Ebû Hanife ticaretle meşgul olurdu. Maddi ihtiyaçlarını din ilmi ile değil, ayrı bir
meslek olan alışverişle temin ederdi. hattâ dini, maddi menfaatından o kadar uzak
tutardı ki, satış esnasında dini bir meselenin ticarete âlet edildiğini hissederse o
satışı hemen iptal eder. Dini ticaretine âlet etmekten Allah'a sığınırdı. Bir defasında
bir kadın Hazret-i İmam'ın dükkânından pamuklu kumaş istemiş, tezgâhtar da kumaşı
indirirken kadının duyacağı şekilde "Allahümme salli alâ Muhammedin" demişti. Bunu
duyan İmam tezgâhtarın işine son vermiş ve: "Kumaş satarken Resûlüllah'ın mukaddes
ismini söyleyip ticaretine âlet eder duruma düşmekten Allah'a sığınırım" demişti.

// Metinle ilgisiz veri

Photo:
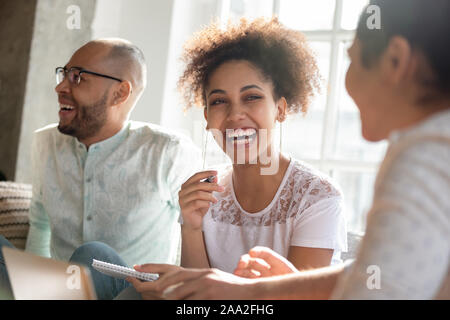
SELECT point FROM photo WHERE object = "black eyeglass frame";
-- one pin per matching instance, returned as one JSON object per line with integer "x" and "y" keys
{"x": 81, "y": 70}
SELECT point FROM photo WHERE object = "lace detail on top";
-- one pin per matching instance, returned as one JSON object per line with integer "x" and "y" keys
{"x": 301, "y": 187}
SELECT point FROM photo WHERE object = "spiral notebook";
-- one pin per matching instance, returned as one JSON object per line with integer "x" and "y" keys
{"x": 121, "y": 272}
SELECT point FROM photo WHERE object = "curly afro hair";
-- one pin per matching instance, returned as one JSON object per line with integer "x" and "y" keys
{"x": 281, "y": 54}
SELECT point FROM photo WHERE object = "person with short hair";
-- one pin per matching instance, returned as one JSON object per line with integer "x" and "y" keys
{"x": 105, "y": 186}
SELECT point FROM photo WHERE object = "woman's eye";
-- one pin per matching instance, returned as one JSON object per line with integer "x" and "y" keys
{"x": 252, "y": 97}
{"x": 217, "y": 101}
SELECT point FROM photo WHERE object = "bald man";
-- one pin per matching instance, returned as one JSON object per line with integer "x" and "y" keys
{"x": 97, "y": 176}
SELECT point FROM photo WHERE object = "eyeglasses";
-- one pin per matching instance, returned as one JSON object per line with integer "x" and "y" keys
{"x": 74, "y": 74}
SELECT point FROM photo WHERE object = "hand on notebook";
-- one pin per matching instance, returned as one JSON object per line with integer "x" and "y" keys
{"x": 154, "y": 290}
{"x": 177, "y": 283}
{"x": 263, "y": 262}
{"x": 195, "y": 198}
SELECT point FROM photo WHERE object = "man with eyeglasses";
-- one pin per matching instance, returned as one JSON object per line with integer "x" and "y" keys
{"x": 102, "y": 183}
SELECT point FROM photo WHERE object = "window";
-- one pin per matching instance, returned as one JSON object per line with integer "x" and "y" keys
{"x": 329, "y": 136}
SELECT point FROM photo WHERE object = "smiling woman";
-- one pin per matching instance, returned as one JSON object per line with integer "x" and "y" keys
{"x": 247, "y": 78}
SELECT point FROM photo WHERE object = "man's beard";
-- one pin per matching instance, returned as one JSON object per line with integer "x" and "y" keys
{"x": 88, "y": 121}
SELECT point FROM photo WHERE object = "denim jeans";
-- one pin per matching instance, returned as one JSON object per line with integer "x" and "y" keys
{"x": 5, "y": 286}
{"x": 106, "y": 287}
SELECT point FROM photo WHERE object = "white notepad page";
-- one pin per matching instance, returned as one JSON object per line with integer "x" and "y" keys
{"x": 121, "y": 272}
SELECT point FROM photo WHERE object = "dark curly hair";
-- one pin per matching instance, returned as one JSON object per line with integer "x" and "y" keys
{"x": 281, "y": 54}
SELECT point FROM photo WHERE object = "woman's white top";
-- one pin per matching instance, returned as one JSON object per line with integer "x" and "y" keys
{"x": 405, "y": 253}
{"x": 306, "y": 211}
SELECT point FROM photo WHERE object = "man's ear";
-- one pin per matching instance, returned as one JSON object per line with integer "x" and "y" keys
{"x": 397, "y": 60}
{"x": 281, "y": 109}
{"x": 122, "y": 92}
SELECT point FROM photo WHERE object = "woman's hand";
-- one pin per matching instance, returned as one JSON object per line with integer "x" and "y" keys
{"x": 198, "y": 284}
{"x": 195, "y": 198}
{"x": 263, "y": 262}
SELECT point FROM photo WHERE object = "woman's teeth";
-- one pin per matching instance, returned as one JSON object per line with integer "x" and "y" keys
{"x": 241, "y": 136}
{"x": 66, "y": 107}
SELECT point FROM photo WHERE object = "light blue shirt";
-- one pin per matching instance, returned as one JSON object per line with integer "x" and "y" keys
{"x": 123, "y": 191}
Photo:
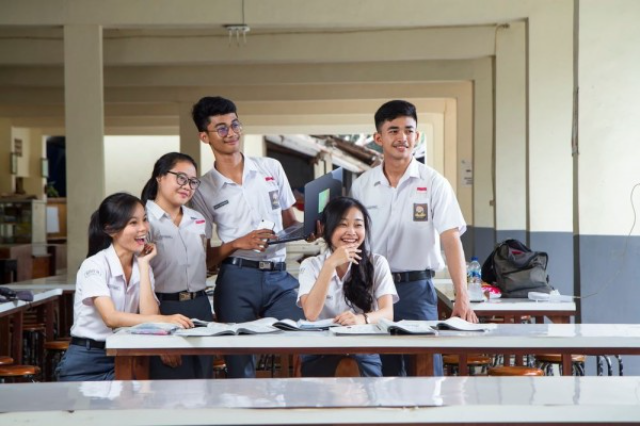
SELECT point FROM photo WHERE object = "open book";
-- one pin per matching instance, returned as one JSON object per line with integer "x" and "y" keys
{"x": 304, "y": 325}
{"x": 204, "y": 328}
{"x": 385, "y": 326}
{"x": 151, "y": 328}
{"x": 263, "y": 325}
{"x": 458, "y": 324}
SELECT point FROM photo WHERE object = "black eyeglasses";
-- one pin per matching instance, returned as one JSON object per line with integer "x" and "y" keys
{"x": 183, "y": 179}
{"x": 223, "y": 129}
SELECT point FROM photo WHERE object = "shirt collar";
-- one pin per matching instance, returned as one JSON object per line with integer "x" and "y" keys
{"x": 155, "y": 209}
{"x": 116, "y": 267}
{"x": 328, "y": 252}
{"x": 249, "y": 168}
{"x": 411, "y": 172}
{"x": 114, "y": 262}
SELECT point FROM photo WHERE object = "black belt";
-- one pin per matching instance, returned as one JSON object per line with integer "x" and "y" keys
{"x": 181, "y": 296}
{"x": 256, "y": 264}
{"x": 403, "y": 277}
{"x": 87, "y": 343}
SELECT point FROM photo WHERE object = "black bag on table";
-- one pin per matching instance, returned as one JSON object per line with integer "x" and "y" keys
{"x": 516, "y": 269}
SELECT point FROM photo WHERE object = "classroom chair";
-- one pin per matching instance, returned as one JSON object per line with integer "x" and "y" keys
{"x": 546, "y": 362}
{"x": 478, "y": 364}
{"x": 514, "y": 371}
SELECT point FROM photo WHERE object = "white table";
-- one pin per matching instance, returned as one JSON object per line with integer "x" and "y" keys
{"x": 510, "y": 309}
{"x": 346, "y": 401}
{"x": 518, "y": 339}
{"x": 11, "y": 321}
{"x": 61, "y": 282}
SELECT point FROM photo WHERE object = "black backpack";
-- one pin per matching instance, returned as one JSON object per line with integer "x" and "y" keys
{"x": 516, "y": 269}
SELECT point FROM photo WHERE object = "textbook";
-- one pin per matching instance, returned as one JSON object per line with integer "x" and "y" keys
{"x": 304, "y": 325}
{"x": 205, "y": 328}
{"x": 385, "y": 326}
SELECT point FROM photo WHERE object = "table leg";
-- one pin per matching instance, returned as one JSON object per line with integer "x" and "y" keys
{"x": 141, "y": 367}
{"x": 49, "y": 321}
{"x": 567, "y": 366}
{"x": 66, "y": 314}
{"x": 5, "y": 341}
{"x": 16, "y": 337}
{"x": 422, "y": 365}
{"x": 124, "y": 367}
{"x": 559, "y": 319}
{"x": 463, "y": 367}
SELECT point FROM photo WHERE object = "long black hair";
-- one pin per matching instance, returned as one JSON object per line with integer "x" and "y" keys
{"x": 161, "y": 168}
{"x": 112, "y": 216}
{"x": 358, "y": 288}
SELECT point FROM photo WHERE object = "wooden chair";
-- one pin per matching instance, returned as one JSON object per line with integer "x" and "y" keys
{"x": 18, "y": 373}
{"x": 54, "y": 352}
{"x": 476, "y": 362}
{"x": 547, "y": 361}
{"x": 219, "y": 368}
{"x": 8, "y": 271}
{"x": 347, "y": 367}
{"x": 515, "y": 371}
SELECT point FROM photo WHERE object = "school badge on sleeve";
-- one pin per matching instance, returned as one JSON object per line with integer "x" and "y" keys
{"x": 420, "y": 212}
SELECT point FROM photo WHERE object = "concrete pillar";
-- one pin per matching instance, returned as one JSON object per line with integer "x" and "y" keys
{"x": 254, "y": 146}
{"x": 190, "y": 144}
{"x": 550, "y": 165}
{"x": 7, "y": 180}
{"x": 34, "y": 184}
{"x": 84, "y": 123}
{"x": 482, "y": 156}
{"x": 450, "y": 142}
{"x": 511, "y": 133}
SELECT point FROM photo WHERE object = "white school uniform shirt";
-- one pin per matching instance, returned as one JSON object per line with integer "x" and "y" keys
{"x": 238, "y": 209}
{"x": 407, "y": 221}
{"x": 335, "y": 302}
{"x": 102, "y": 275}
{"x": 180, "y": 264}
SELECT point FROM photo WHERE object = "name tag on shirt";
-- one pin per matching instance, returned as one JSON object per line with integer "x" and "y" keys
{"x": 275, "y": 200}
{"x": 420, "y": 212}
{"x": 221, "y": 204}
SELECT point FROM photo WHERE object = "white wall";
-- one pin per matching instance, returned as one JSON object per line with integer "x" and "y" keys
{"x": 609, "y": 122}
{"x": 129, "y": 160}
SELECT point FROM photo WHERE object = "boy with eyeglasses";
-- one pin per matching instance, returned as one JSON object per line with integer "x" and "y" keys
{"x": 237, "y": 194}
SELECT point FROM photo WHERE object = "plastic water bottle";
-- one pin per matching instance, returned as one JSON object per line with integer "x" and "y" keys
{"x": 475, "y": 280}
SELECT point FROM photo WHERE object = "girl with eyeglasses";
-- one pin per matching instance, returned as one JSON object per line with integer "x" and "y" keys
{"x": 114, "y": 288}
{"x": 180, "y": 266}
{"x": 347, "y": 283}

Vefatından sonra hayatta kalan tek oğlu Hammad, çocukken gittiği Kur'an hocasından
ilk sûreyi ezberlediğinde, bunun sevincini gönlünün ta derinliğinde duyan Hazret-i
İmam. oğluna "beşyüz dirhem" vererek hocasına vermesini tembihlemiştir. Hocasının: "Ben
ne hizmet yaptım ki, bu kadar çok para yollamış? diyerek parayı geri çevirmesi üzerine
Hazreti İmanı, şöyle cevap göndermiştir:
"Muhterem hocanız bunu alsın. Bu kadarla iktifa edişim, daha çoğuna sahip
olamayışımdandır. Eğer daha fazla bulunsaydı onu da verirdim. Kur'an'ın şânına lâyık
olan bu değil daha fazlasıdır. Bu parayı çok bulmak. öğretilen sûreyi bundan küçük
görmektir..."
Yolda giderken karşıdan gelen bir adamın öteki tarafa geçtiğini görünce sordu:
- Neden o tarafa geçtin, beni görünce?
Adam utanarak cevap verdi:
- Size olan borcumu hâlâ ödeyemedim de. karşı karşıya gelmekten utandığım için bu
tarafa geçtim.
Ebû Hanife üzüldü ve şöyle karşılık verdi:
- Ben o borcunu şu andan itibaren vermiş kabul ettim. Beni görünce üzülme. Beni her
gördüğünde seni rahatsız ettiğim için de, beni helâl et...
Bir müddet fetva vermekten menedilen İmam'a, oğlu Hammad bir sual sormuş, cevap
alamayınca da. "Sanki halife bize mi bakıyor?" demiş, İmam buna karşı, "Oğlum, ben söz
verdim, yalan söyleyemem" diye cevap vermiştir.